De drie voetafdrukken werden in 1995 gevonden door geoloog David Roberts van de Raad voor Geowetenschappen en bekendgemaakt op een persconferentie met paleoantropoloog Lee R. Berger van de Universiteit van de Witwatersrand in Johannesburg, Zuid-Afrika, bij de National Geographic Society in Washington, D.C.. De ontdekking werd gedocumenteerd in het augustus 1997 nummer van de South African Journal of Science.
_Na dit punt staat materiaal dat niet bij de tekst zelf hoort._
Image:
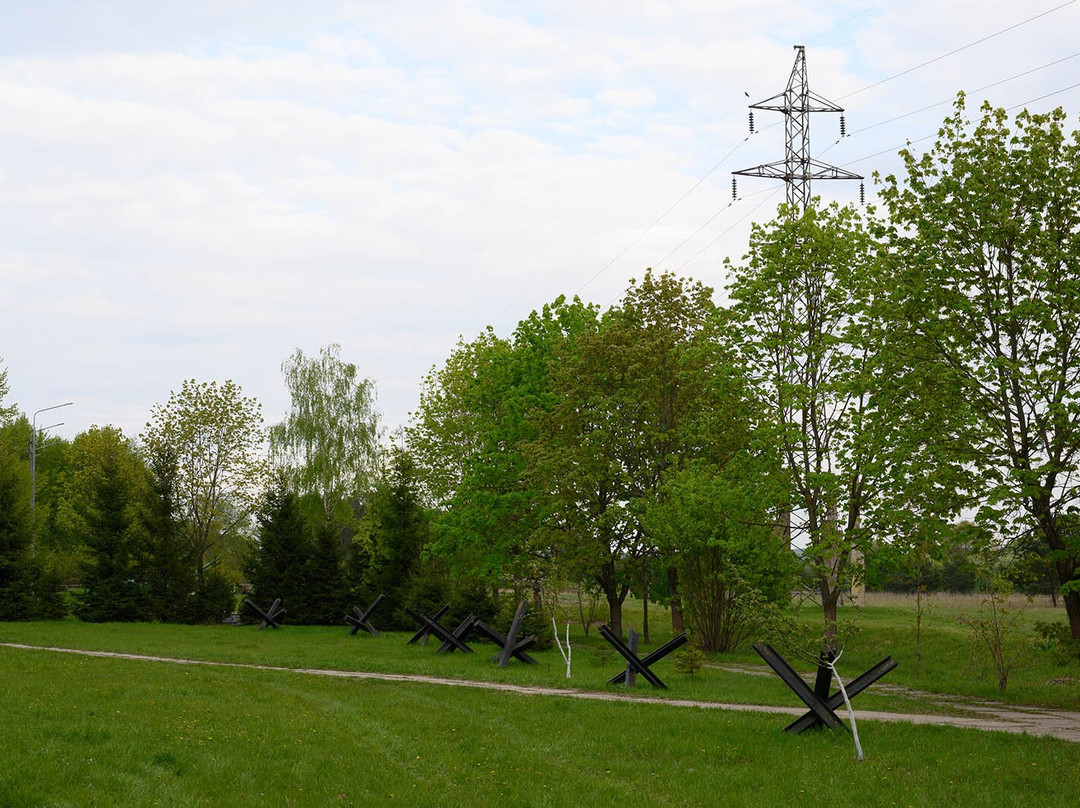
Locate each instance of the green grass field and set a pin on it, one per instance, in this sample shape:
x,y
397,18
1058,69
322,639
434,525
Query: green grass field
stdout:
x,y
85,731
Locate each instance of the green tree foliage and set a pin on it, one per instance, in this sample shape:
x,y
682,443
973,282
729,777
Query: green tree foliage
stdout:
x,y
278,565
639,394
165,561
210,434
325,595
802,301
16,602
103,489
328,442
7,413
476,418
985,298
399,530
716,524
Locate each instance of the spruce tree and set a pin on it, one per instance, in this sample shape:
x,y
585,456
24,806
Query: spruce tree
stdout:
x,y
278,564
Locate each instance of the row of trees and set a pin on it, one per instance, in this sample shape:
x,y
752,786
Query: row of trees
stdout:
x,y
872,380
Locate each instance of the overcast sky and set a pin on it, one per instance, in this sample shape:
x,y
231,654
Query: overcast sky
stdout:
x,y
197,189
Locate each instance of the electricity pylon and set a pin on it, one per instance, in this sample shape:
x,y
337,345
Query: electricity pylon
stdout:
x,y
797,169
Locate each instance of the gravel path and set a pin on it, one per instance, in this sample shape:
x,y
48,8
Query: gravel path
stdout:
x,y
984,715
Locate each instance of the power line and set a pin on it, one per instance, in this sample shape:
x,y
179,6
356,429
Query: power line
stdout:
x,y
661,216
958,50
772,192
977,90
856,92
927,137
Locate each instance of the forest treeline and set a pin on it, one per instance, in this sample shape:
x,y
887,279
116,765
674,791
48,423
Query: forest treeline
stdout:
x,y
885,395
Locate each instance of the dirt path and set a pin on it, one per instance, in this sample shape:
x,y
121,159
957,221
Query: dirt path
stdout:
x,y
984,715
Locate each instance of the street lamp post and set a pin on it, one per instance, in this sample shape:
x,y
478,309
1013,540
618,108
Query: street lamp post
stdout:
x,y
34,469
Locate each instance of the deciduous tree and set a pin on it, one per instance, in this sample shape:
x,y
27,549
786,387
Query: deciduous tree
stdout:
x,y
985,296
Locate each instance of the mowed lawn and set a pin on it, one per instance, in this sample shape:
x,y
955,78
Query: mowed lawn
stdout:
x,y
93,731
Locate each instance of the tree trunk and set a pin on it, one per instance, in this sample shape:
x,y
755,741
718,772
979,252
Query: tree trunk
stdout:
x,y
615,595
677,627
645,605
829,600
1065,565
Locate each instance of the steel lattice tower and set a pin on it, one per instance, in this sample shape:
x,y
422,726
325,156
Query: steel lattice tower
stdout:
x,y
797,169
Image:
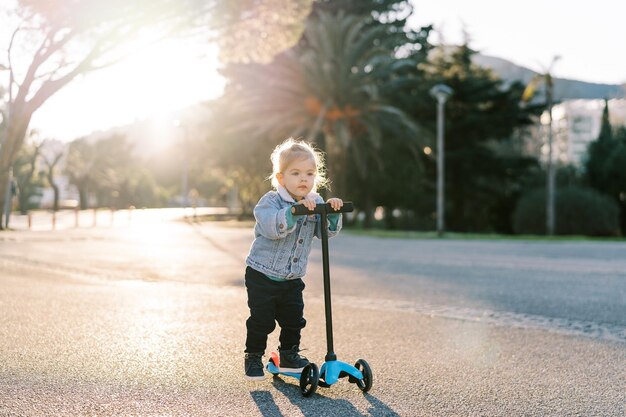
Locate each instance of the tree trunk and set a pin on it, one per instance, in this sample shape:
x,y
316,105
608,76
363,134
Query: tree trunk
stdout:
x,y
10,146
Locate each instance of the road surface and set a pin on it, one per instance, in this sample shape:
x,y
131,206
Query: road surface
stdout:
x,y
147,317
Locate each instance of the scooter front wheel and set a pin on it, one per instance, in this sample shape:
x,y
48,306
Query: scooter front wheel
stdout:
x,y
309,378
366,383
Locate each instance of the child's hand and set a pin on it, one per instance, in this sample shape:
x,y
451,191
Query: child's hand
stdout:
x,y
308,203
335,203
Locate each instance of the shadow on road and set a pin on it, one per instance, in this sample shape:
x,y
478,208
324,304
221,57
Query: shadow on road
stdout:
x,y
316,405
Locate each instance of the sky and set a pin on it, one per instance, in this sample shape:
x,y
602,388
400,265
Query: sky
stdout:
x,y
587,36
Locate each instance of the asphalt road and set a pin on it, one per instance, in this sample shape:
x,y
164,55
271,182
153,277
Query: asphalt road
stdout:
x,y
146,318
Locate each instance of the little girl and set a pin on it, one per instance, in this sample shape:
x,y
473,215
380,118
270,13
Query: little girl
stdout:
x,y
278,256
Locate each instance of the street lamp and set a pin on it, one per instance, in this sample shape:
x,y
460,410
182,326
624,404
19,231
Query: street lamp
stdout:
x,y
441,92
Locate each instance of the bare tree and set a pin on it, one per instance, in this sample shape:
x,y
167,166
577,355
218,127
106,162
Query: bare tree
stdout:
x,y
63,39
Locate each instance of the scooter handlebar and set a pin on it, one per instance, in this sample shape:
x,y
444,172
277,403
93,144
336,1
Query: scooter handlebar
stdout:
x,y
300,210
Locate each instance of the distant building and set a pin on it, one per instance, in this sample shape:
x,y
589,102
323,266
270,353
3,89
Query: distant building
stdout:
x,y
575,124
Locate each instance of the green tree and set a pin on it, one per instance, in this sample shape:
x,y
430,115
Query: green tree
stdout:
x,y
481,117
26,171
329,90
79,167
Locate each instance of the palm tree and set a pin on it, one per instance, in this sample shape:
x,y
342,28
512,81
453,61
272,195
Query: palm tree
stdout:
x,y
327,89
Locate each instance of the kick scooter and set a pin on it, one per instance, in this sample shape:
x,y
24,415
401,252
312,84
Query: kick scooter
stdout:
x,y
332,369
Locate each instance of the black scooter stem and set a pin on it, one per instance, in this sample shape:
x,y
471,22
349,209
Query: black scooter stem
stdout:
x,y
323,210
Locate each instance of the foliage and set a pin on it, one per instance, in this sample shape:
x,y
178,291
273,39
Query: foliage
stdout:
x,y
109,171
26,171
604,167
481,116
579,211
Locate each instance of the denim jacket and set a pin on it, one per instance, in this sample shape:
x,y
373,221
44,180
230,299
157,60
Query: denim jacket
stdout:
x,y
279,251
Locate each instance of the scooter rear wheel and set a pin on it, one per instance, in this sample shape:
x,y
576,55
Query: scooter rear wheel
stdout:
x,y
309,379
366,383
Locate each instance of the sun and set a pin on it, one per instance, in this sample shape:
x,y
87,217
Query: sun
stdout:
x,y
152,83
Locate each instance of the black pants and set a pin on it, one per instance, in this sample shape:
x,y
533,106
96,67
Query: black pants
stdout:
x,y
270,302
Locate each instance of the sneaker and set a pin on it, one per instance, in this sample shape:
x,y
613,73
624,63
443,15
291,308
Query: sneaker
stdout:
x,y
253,366
291,360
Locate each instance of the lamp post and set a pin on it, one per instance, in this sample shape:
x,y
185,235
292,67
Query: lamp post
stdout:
x,y
441,92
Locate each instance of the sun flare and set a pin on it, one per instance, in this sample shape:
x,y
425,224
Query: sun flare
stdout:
x,y
152,83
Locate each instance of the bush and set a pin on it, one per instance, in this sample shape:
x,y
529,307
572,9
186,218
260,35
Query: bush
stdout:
x,y
578,211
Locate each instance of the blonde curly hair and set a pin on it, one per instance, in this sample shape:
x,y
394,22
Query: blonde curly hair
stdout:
x,y
294,150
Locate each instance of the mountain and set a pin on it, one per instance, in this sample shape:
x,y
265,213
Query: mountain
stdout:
x,y
563,88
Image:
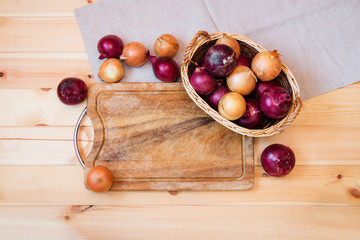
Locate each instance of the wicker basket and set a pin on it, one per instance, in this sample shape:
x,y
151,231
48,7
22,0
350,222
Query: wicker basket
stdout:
x,y
198,47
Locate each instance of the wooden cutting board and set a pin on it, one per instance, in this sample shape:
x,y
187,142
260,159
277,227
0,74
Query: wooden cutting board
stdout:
x,y
153,137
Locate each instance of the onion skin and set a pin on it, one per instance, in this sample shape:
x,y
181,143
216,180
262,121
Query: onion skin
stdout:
x,y
72,91
262,86
275,102
278,160
110,46
253,117
231,42
134,54
99,179
165,69
242,80
244,60
111,70
266,65
220,60
166,45
202,81
214,98
232,106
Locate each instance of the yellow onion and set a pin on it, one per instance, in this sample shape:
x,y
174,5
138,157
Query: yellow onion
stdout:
x,y
231,42
166,45
134,54
242,80
232,106
266,65
111,70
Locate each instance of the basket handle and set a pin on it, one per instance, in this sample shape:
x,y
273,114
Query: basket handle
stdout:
x,y
192,43
76,131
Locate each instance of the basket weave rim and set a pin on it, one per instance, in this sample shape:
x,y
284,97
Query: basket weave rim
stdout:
x,y
202,37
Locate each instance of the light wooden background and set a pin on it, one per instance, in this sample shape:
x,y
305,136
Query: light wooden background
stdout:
x,y
42,195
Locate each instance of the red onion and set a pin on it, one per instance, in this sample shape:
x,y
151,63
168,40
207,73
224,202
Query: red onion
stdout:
x,y
202,81
244,60
262,86
220,60
277,160
275,102
253,117
165,69
72,91
214,98
110,46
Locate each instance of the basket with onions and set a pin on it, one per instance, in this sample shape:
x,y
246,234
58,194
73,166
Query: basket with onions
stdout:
x,y
240,84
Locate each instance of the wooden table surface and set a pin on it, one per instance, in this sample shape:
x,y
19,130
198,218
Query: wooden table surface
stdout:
x,y
42,195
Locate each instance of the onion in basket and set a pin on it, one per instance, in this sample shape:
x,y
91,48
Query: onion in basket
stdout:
x,y
232,106
253,117
231,42
242,80
266,65
275,102
202,81
220,60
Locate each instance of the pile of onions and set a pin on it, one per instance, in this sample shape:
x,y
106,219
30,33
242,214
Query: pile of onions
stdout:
x,y
231,42
202,81
214,98
242,80
166,45
232,106
165,69
244,60
134,54
266,65
110,46
111,70
278,160
275,102
262,86
220,60
253,117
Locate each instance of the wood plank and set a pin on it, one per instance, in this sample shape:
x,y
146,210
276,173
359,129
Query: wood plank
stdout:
x,y
42,70
188,222
46,133
27,34
41,106
325,145
41,152
25,107
341,149
64,185
41,8
152,137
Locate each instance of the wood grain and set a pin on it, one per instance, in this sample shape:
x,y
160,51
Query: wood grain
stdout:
x,y
153,137
40,44
42,70
188,222
64,185
19,102
26,34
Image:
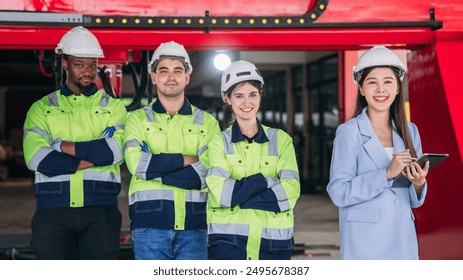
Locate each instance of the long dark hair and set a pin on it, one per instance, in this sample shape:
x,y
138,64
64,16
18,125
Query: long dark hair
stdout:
x,y
396,112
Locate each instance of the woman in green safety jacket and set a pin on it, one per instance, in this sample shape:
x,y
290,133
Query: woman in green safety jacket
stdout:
x,y
253,179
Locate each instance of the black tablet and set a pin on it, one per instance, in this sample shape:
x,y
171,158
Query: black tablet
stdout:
x,y
434,160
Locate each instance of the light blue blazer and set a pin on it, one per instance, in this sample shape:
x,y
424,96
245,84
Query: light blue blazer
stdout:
x,y
375,219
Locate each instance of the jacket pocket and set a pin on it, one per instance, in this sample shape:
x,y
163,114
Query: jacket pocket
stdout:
x,y
268,166
223,238
365,215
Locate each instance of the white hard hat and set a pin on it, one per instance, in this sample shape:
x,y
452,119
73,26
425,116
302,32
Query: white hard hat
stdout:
x,y
239,71
378,56
170,49
79,42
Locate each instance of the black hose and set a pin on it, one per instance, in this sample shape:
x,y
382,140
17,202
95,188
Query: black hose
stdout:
x,y
106,83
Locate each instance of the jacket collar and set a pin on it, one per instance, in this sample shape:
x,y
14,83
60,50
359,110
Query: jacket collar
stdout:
x,y
185,110
238,136
88,92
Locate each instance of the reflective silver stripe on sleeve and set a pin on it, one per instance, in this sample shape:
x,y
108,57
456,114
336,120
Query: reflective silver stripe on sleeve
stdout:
x,y
198,116
277,233
143,164
96,175
273,142
38,157
104,100
131,143
238,229
40,178
196,197
114,146
202,150
227,192
281,196
201,170
288,174
149,113
151,195
39,132
228,146
217,171
53,99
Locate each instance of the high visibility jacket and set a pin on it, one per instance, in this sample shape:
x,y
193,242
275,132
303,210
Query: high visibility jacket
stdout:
x,y
163,194
82,119
253,190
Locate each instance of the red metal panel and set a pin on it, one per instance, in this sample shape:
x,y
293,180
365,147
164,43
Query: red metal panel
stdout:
x,y
163,8
435,103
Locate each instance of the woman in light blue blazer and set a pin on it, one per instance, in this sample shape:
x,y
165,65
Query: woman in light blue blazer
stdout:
x,y
370,151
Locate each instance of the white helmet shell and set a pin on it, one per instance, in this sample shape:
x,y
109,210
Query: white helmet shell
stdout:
x,y
79,42
378,56
239,71
170,49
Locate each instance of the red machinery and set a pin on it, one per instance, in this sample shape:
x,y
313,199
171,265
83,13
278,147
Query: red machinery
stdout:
x,y
432,33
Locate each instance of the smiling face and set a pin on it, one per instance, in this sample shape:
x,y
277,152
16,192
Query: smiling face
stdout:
x,y
245,101
380,88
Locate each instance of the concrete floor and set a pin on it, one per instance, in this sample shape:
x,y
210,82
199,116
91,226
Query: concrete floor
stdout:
x,y
316,221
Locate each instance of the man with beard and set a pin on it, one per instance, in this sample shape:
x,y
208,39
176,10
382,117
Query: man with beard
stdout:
x,y
73,142
166,152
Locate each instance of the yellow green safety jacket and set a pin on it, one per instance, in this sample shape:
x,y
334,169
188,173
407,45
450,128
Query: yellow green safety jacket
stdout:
x,y
253,190
163,194
95,122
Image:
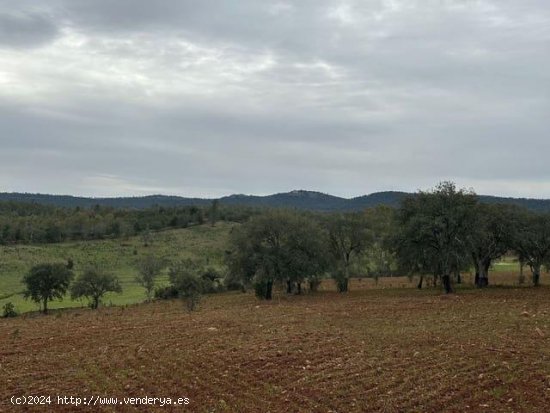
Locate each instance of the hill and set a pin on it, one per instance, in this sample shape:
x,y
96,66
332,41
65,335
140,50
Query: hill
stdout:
x,y
300,199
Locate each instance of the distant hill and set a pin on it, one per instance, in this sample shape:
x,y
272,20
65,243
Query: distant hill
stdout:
x,y
307,200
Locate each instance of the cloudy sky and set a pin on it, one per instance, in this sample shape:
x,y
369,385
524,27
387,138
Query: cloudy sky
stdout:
x,y
213,97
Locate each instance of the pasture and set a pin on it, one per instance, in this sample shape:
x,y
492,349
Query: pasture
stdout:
x,y
384,350
205,244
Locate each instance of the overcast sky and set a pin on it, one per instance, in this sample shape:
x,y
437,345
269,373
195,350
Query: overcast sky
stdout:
x,y
213,97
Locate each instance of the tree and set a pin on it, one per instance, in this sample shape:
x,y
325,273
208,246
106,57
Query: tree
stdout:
x,y
434,231
93,284
149,269
380,259
185,279
532,241
213,213
348,236
492,236
46,282
277,246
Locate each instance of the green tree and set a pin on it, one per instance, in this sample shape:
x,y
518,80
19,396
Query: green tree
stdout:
x,y
149,268
93,284
185,279
348,236
434,231
277,246
492,236
46,282
213,213
532,241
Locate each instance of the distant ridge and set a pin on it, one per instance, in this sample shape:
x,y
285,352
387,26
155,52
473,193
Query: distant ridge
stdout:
x,y
300,199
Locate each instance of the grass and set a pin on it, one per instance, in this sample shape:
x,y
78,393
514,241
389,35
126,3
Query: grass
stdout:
x,y
373,349
204,243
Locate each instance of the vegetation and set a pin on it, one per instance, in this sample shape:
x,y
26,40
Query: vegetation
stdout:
x,y
93,284
46,282
277,246
149,268
22,223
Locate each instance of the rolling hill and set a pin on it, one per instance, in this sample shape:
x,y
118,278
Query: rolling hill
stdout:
x,y
300,199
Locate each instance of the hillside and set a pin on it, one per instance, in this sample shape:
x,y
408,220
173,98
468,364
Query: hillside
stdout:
x,y
301,199
204,244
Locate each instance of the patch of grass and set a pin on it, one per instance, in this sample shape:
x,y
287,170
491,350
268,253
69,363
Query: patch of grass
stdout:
x,y
205,243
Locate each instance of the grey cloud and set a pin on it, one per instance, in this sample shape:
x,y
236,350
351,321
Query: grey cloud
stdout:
x,y
214,97
24,30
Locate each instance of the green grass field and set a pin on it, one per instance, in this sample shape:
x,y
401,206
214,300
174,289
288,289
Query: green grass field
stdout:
x,y
205,243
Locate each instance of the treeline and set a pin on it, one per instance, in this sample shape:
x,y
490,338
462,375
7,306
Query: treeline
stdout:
x,y
437,233
27,223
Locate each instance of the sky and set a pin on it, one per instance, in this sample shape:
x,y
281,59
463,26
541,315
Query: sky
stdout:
x,y
214,97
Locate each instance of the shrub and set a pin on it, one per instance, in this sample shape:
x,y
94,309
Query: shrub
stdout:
x,y
314,283
233,282
341,281
9,310
188,285
260,288
166,293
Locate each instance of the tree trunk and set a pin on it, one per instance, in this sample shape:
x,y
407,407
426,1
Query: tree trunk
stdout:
x,y
481,275
269,290
446,281
536,275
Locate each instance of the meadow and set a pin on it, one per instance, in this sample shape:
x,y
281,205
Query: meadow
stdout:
x,y
370,350
204,244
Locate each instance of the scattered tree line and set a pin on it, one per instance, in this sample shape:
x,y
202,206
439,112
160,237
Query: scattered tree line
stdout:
x,y
53,281
438,233
27,223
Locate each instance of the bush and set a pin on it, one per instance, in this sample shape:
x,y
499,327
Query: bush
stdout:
x,y
211,281
188,285
260,288
341,281
232,282
9,310
166,293
314,283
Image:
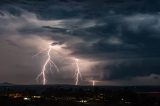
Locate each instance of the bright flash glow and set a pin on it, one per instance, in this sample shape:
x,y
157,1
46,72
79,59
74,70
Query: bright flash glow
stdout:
x,y
49,62
78,73
93,83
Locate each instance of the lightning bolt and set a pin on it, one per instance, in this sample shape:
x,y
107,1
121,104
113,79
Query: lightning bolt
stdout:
x,y
78,73
48,62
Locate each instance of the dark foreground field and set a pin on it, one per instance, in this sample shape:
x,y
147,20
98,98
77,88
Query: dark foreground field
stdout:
x,y
67,95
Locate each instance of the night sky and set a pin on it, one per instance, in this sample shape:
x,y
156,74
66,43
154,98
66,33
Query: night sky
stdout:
x,y
117,42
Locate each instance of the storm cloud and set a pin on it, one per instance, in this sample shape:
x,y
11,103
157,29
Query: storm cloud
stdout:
x,y
116,40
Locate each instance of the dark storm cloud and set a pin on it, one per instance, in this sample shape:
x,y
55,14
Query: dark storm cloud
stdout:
x,y
130,69
109,30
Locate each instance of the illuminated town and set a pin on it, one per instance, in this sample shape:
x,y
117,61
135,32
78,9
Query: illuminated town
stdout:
x,y
37,95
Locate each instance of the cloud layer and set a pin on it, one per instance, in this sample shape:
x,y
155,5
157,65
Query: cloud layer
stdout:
x,y
116,40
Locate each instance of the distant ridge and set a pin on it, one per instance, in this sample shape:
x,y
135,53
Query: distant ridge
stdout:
x,y
6,84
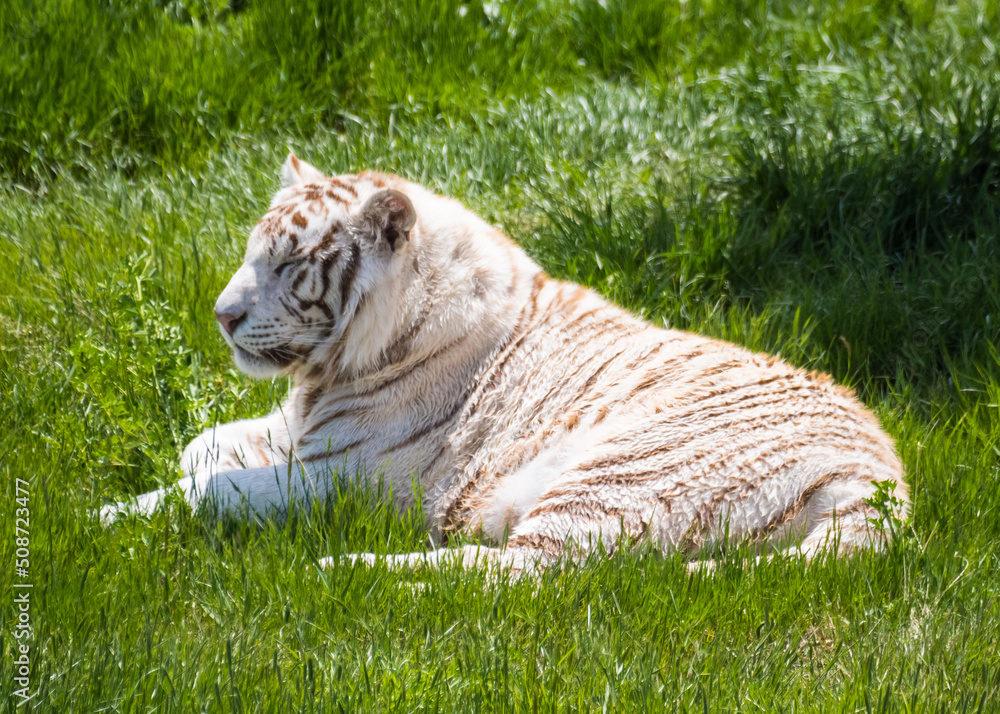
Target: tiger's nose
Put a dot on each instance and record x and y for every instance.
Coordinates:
(229, 320)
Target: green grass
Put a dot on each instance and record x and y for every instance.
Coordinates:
(817, 180)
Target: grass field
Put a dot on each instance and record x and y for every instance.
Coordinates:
(819, 180)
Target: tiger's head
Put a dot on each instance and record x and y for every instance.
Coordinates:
(325, 245)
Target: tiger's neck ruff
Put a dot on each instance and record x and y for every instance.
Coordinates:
(428, 350)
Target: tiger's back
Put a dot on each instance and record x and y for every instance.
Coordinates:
(424, 343)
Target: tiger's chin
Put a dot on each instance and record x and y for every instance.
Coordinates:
(273, 363)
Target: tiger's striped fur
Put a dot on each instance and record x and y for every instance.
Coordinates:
(534, 413)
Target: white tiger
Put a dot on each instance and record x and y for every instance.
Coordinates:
(536, 416)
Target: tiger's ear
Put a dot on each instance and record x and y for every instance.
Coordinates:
(295, 172)
(388, 215)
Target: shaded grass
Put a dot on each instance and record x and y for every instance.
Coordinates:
(815, 181)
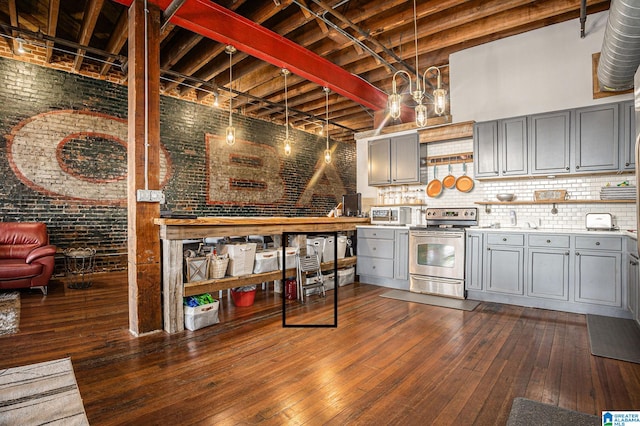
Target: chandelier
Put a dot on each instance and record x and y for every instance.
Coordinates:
(231, 131)
(439, 94)
(327, 151)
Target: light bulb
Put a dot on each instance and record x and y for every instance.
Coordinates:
(421, 115)
(231, 135)
(327, 156)
(394, 105)
(440, 101)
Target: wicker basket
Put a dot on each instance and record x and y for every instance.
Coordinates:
(218, 266)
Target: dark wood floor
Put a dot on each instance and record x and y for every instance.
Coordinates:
(387, 362)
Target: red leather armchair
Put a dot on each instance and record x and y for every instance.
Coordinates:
(26, 257)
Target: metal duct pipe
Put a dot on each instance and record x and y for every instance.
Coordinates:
(620, 55)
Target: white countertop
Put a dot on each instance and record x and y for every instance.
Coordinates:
(621, 232)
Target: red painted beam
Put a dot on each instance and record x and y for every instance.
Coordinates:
(222, 25)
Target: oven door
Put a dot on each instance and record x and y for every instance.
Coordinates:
(437, 253)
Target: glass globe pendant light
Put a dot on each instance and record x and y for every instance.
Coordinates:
(327, 151)
(231, 131)
(287, 142)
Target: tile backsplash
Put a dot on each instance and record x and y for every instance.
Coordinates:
(568, 216)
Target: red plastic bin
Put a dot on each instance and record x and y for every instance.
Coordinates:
(243, 298)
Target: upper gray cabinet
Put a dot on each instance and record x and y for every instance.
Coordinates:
(500, 148)
(395, 160)
(550, 141)
(597, 143)
(598, 138)
(627, 115)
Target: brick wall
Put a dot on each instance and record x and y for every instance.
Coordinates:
(63, 161)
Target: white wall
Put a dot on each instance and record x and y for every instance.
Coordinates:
(538, 71)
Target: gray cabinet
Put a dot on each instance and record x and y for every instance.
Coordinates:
(395, 160)
(598, 266)
(548, 266)
(550, 142)
(500, 148)
(628, 116)
(504, 263)
(383, 256)
(573, 272)
(401, 255)
(380, 162)
(473, 260)
(597, 142)
(485, 149)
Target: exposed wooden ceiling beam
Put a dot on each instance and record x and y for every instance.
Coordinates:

Berger en Roberts zeggen dat de afdrukken werden gemaakt op een steile zandduin tijdens een onstuimige regenbui. De vindplaats ligt in het zuidwesten van Zuid-Afrika, ongeveer 100 kilometer ten noordwesten van Kaapstad, in het West Coast National Park. Ze werden gevonden in een richel van zandsteen aan de rand van Langebaan Lagoon nabij de Atlantische kust. De bewaarde afdrukken werden ter bescherming overgebracht naar het Zuid-Afrikaans Museum in Kaapstad en aan de kust van Langebaan werd een betonnen replica aangebracht.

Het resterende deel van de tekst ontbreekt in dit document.